How To Get Off The Monetary Hamster Wheel

The impact of money on inflation arises from the interplay between money supply and money velocity. One component on its own really isn’t enough to provide the economy with the impetus needed for growth.
Consider a situation where only money supply increases, and money velocity remains low. We now know that an increase in money supply is an increase in bank loans (not reserves).
However, if banks are busy making new loans but no one in the broader economy is willing to spend the money created from these loans, nothing really changes.
All that happens is a bunch of newly created loans end up sitting on businesses’ balance sheets accruing interest, waiting to be repaid (and thus destroyed).
As such, money velocity must also rise; that is, people in the broader economy must be willing to spend money. Without the impetus of spending, money that is created but doesn’t move around the economy is not inflationary.
On the other extreme is a situation where no money is created but people can’t stop spending money, i.e. money velocity is high. This situation, barring a collapse in confidence in the currency that leads to hyperinflation, is like a hamster sprinting on a hamster wheel. The hamster can run as fast as it can, but it just won’t go anywhere.
Likewise, money can run really rapidly, and in doing so create some degree of inflation, but not really enough (again, barring the hyperinflationary scenario). As long as the banking system is not making new loans, money velocity alone cannot create growth and the “good” inflation that comes with it.
Therefore, money supply growth is what gets money velocity off the hamster wheel. Likewise, money velocity is what gets money supply growth off balance sheets and into the economy.
If economic growth is the goal, both must work together.
Of course, when growth in both money supply and money velocity is taken to the extreme, an economy can be driven into a hyperinflationary spiral.
The best and most extreme example of this is of course the Weimar hyperinflation, where indiscriminate government printing led to the population’s loss of faith in, and subsequent refusal to hold onto the currency.

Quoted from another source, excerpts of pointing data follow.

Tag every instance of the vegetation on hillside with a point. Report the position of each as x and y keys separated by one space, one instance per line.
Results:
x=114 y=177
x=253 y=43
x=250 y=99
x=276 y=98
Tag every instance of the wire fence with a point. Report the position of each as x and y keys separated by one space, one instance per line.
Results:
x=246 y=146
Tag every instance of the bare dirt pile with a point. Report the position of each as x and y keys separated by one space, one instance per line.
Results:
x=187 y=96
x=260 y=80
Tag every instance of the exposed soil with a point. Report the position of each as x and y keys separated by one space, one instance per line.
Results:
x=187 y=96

Therefore, some degree of balance is required when trying to stimulate economic growth by influencing money supply and velocity. This would explain policymakers’, and some mainstream commentators’ concern over the size of the US government’s $1.9 trillion fiscal stimulus package.

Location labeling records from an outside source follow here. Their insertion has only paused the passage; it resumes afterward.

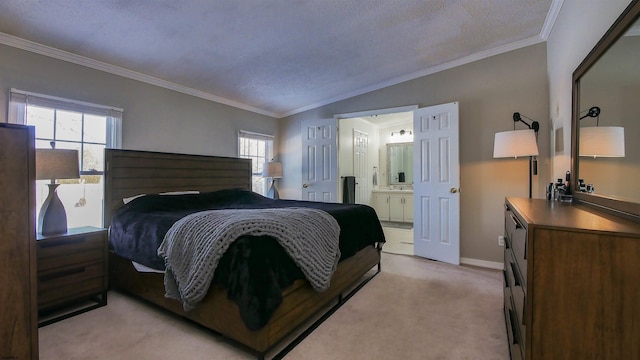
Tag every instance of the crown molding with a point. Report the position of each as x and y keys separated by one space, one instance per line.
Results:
x=428 y=71
x=37 y=48
x=552 y=16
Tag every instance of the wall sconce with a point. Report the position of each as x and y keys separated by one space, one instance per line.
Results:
x=272 y=170
x=518 y=143
x=52 y=164
x=401 y=132
x=401 y=136
x=600 y=141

Unfortunately for them, not only have they overestimated the efficacy of fiscal stimulus to households, they have also misunderstood the nature of QE (it does not work).
To top it all off, here’s a chart of M1 and M2 velocity in the USA:

M1 Money velocity has been falling pretty much unabated since the Great Financial Crisis (and M2 even longer). That’s 13 years now, with velocity hitting an at least 40 year low post Covid.
Inflation from an overheating economy really shouldn’t be the worry now, should it?